# Online learning

## Introduction

Online learning, also known as adaptation, allows distributions in a Bayesian network to be updated incrementally. For example a network can adapt to an incoming stream of data.

This process is different to batch parameter learning which iteratively learns from historic data, although batch parameter learning can be used to train an initial network which is then adapted with online learning.

Currently online learning supports discrete (non temporal) nodes, missing data, noisy nodes and discrete latent nodes. It does not yet support continuous nodes and temporal nodes, although they can be included in the network.

## Experience tables

Online learning of discrete nodes requires the use of Experience tables and optionally fading tables (discussed later).

Before online learning can be performed, each distribution that you wish to update must have an experience table associated with it. Adding or editing an experience table
can be done in the same way as a standard probability distribution for a node, just change the **Kind** drop down to **Experience** and edit in the usual way.

An experience value is required for each parent combination for a node. The value reflects the amount of prior knowledge we have about the associated probabilities. For example, a value of 1000 says that we have a fair bit of confidence about the associated probability values, whereas a value of 1 says that have little confidence in the probabilities.

An experience value of zero, indicates that no adaptation should be performed for that parent configuration.
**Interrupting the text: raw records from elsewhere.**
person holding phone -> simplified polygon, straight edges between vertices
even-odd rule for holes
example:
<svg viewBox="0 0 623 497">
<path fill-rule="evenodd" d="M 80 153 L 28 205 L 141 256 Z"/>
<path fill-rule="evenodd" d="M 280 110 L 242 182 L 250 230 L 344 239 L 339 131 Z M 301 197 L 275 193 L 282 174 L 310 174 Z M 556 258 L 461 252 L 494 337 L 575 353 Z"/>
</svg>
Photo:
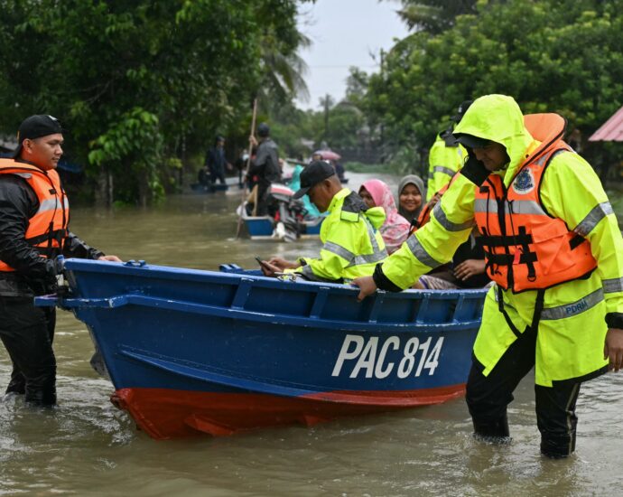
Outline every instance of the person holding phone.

When the experience values are multiplied by the probability values for a node, this becomes a Dirichlet distribution which is used during the online learning process. This is equivalent to a standard fully Bayesian approach.

When a node has an experience table assigned, you will see an **E** symbol appear in the node toolbar (F for a fading table) as shown below.

## Fading tables

In addition to an experience table, a fading table can optionally be added to enable previous values to be given less importance. i.e. the importance of previous knowledge gradually fades away.

A fading value between (0, 1] is required for each parent combination. A value of 1 means no fading, while lower values (e.g. 0.99, or 0.9) mean fading is applied.

## Initial experience

The initial values for experience tables can be set in a number of ways. They can be set manually (or through code) to reflect the confidence in the associated probability values,
or they can be initialized during batch learning. Simply enable the **SaveHyperParameters** option during parameter learning and
experience tables will automatically be assigned to learned nodes based on the training data.

## Algorithm

The algorithm employed for adaptation is based on **Sequential updating of conditional probabilities on directed graphical structures,
David J. Spiegelhalter, Steffen L. Lauritzen, 1990**.

It is expected that sometimes experience table values can decrease following adaptation. This happens when an event that has a high prior probability is contradicted by the evidence used during adaptation.